Oder Höhenverstellbarer IPS mit 16:10 Seitenverhältnis: Dell U2412M LED-Monitor: LCD/TFT-Monitor Preisvergleich - Preise bei idealo.de


----------



## 5ch05ch0n3 (8. November 2012)

Hi, also ich muss zugeben das es ja ein recht komplexes Thema ist und man da schnell die Übersicht verliert.
Ich hab mich versucht damit zu befassen, bin jedoch irgendwann nciht mehr weitergekommen. 
Vor kurzem hab ich mir meine neue Hardware bestellt und musste feststellen das der Monitor ja auch wieder aktuell wird.

Leider kann ich mich nicht dazu äußern wie anfällig ich für die Schlieren/Korona bin, kann ich das rausfinden?

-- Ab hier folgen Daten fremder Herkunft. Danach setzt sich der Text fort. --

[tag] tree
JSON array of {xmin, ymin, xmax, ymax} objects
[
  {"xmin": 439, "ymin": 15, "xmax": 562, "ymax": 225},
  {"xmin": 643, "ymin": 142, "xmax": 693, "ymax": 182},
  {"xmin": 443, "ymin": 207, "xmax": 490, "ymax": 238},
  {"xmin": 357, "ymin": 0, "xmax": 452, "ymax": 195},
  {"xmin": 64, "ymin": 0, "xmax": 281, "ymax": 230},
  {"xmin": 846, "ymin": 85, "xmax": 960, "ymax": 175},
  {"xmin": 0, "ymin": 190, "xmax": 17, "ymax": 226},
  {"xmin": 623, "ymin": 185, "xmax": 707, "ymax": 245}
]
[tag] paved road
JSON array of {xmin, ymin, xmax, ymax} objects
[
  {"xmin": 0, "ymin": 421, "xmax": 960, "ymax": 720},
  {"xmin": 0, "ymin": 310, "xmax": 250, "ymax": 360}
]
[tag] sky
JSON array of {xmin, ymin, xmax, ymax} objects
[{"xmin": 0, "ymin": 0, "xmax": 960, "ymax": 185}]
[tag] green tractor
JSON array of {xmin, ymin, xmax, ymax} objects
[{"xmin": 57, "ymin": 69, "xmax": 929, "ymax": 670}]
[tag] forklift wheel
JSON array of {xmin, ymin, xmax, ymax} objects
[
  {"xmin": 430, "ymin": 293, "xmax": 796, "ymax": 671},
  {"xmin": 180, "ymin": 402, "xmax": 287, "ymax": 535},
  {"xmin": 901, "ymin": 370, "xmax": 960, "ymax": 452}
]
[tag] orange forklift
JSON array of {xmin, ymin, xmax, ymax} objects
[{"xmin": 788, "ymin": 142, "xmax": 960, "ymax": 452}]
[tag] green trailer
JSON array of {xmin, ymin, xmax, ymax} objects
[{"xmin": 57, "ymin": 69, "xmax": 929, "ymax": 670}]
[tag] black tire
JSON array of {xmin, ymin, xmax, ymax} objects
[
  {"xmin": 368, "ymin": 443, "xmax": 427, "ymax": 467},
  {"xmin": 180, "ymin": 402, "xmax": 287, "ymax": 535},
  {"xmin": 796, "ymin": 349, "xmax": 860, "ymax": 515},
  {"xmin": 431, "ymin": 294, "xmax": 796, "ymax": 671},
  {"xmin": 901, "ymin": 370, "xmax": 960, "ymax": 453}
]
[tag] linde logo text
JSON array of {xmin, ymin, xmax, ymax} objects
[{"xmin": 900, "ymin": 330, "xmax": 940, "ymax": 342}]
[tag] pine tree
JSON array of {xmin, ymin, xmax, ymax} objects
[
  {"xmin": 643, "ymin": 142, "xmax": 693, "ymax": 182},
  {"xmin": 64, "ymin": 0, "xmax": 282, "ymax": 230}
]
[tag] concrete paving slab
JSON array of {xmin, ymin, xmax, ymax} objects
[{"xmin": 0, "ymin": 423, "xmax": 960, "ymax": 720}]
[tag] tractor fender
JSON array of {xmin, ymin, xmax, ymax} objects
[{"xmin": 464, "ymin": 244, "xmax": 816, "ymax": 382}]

Jedoch hab ich auch schon an den BenQ XL2420T wegen der 120hz zum zocken gedacht, alle die einen 120hz haben äußern sich sehr positiv darüber.
Wie ist es jetzt wenn ich doch mal Bild- und Vidiobearbeitung betreibe auf dem benq?
Ist die Graka ok oder sollte ich da eine andere in Erwägung ziehen?

Danke für die Vorschläge


----------



## Painkiller (8. November 2012)

> Wie ist es jetzt wenn ich doch mal Bild- und Vidiobearbeitung betreibe auf dem benq?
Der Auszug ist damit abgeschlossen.